For all step-sizes I tried, using momentum-less sgd and the natural gradient found a better solution (or converged much more quickly) than using adam with the standard gradient. In most instances, adam makes quick progress early on (potentially accompanied by some instability), but sgd + natural gradient catches up and converges more quickly.

These results are even more pronounced in a higher dimensional \(D = 400\) experiment

The natural gradient is intuitive, easy and cheap to use, and often attains superior and quicker results than the standard gradient.

And that’s something we can all cheer about.

(Thanks Matt Johnson for sanity checking this post and helping me understand most of these concepts!)


Edit: Antti Honkela pointed me to work he and colleagues published back in 2010: Approximate Riemannian Conjugate Gradient Learning for Fixed-Form Variational Bayes.
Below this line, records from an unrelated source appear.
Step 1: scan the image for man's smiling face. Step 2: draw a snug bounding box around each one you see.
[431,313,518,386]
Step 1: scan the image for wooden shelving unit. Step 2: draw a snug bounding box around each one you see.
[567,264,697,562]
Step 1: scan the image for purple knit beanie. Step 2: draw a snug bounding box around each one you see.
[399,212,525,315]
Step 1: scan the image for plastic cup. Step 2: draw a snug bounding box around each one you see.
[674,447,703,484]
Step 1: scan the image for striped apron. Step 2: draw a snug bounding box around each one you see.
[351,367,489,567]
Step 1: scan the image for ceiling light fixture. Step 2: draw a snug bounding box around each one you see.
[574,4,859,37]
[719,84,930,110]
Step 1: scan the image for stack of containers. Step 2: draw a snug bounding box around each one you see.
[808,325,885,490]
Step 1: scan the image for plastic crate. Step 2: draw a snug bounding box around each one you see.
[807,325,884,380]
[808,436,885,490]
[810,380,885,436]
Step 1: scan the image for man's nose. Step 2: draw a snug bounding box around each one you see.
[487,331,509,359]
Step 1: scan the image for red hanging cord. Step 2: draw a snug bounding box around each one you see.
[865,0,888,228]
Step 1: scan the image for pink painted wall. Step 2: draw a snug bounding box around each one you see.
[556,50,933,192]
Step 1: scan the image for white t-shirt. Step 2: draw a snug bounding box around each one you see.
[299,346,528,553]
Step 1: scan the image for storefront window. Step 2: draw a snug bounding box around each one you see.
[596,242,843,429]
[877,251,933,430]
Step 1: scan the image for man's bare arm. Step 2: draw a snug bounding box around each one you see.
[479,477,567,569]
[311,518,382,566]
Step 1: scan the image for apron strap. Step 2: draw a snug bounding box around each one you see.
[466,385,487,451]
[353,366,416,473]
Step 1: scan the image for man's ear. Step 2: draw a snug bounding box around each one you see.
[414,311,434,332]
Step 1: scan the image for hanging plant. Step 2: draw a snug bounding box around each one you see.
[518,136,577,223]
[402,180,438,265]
In it, they use natural gradients of variational parameters and conjugate gradients (along with comparison to gradient descent methods) to optimize the variational objective, and show more reliable results over standard gradients. Check out the paper and references therein for more details.